Occasionally integrating various styles of animation and other inventive but non-invasive artistic flourishes amongst his archives and interviews, Pirozzi shapes a rich tapestry of history that comes across as authoritative and authentic — this is what it means to tell history as a compelling and affecting story. The only thing I could ask for in addition to the wealth of material so elegantly presented here is an epilogue that more legibly connects the legacy of the Khmer Rouge to Cambodia’s present state of popular music.

Recent years have seen an influx of revealing documentaries about the rock ’n’ roll and its variants in non-Western countries. Rich nonfiction works like Pussy Riot: A Punk Prayer and Death Metal Angola chart how rock is used a platform for protest or a means of overcoming trauma. In short, a narrative of conflict seems to be something that follows rock ’n’ roll wherever it travels. Where Don’t Think I’ve Forgotten departs from these other works is that rock doesn’t serve as a mode of righteously instigating or curing conflict — rather, rock is presented as a mode of peace, harmony, national unity and empowered self-expression that is viewed as a threat only by a sudden shift in political power.

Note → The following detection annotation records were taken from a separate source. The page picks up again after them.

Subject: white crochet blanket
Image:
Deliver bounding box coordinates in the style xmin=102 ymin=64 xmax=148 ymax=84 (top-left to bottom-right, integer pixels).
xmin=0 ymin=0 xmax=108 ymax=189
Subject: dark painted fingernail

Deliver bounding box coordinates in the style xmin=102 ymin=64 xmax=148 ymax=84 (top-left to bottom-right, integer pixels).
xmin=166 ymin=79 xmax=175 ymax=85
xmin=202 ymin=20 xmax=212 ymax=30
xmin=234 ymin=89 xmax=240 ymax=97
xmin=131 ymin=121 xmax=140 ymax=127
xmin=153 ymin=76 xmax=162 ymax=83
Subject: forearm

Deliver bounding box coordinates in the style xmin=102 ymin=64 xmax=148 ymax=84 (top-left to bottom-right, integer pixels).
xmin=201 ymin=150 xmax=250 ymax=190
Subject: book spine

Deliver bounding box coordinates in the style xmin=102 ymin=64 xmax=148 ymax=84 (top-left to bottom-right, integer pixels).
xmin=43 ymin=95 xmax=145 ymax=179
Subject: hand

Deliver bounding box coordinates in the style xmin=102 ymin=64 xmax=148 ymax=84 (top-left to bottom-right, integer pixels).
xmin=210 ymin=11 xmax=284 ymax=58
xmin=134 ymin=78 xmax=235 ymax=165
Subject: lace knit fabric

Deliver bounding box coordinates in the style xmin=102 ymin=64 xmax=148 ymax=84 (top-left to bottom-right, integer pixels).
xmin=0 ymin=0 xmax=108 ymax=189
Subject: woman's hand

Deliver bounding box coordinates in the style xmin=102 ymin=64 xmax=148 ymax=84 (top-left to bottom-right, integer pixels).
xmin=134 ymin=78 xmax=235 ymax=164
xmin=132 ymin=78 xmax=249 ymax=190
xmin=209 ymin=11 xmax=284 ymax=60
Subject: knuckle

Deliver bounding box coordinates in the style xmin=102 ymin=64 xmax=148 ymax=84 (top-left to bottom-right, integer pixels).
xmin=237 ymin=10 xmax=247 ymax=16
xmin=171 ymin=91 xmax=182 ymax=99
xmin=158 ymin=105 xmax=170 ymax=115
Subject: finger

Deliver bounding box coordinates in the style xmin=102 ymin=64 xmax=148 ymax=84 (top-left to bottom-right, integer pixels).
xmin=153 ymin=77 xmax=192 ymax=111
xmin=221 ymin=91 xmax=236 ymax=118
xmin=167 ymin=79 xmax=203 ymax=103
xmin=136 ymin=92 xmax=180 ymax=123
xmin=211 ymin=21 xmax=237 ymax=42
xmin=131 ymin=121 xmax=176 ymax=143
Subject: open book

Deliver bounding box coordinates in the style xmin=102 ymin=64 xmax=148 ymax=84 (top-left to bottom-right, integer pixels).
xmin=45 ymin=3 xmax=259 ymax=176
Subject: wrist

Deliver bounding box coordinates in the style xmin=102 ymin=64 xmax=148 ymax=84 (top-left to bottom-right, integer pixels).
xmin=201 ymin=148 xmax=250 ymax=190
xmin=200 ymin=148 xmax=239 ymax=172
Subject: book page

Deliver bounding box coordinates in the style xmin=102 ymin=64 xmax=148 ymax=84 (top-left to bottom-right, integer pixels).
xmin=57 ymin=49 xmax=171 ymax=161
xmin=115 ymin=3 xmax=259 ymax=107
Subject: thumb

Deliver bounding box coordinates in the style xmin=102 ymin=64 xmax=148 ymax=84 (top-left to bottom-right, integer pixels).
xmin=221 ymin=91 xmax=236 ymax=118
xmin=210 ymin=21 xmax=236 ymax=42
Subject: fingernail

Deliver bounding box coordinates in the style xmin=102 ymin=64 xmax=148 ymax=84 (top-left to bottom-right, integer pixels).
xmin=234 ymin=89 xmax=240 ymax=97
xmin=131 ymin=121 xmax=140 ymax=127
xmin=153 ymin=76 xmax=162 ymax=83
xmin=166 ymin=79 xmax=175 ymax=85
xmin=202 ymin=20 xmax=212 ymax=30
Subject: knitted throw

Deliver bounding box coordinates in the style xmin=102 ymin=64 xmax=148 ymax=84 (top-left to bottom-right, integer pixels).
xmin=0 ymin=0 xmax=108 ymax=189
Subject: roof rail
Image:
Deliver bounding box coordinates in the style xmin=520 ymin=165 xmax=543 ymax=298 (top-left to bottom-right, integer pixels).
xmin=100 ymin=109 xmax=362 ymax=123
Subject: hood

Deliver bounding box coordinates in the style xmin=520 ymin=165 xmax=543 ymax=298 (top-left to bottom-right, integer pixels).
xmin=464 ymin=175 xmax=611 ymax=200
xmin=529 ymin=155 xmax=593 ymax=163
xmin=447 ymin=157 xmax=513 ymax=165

Together these recent films show how genres of music take on vastly different roles in their socio-historical contexts. But what Don’t Think I’ve Forgotten accomplishes on its own is a challenge of the sense of permanence we typically assume of commercial popular music. In a state of violence where all music could suddenly be lost, the relationship between popular culture and war takes on a far more troubling register. Pirozzi excavates the past as a means of fighting an injustice after the fact.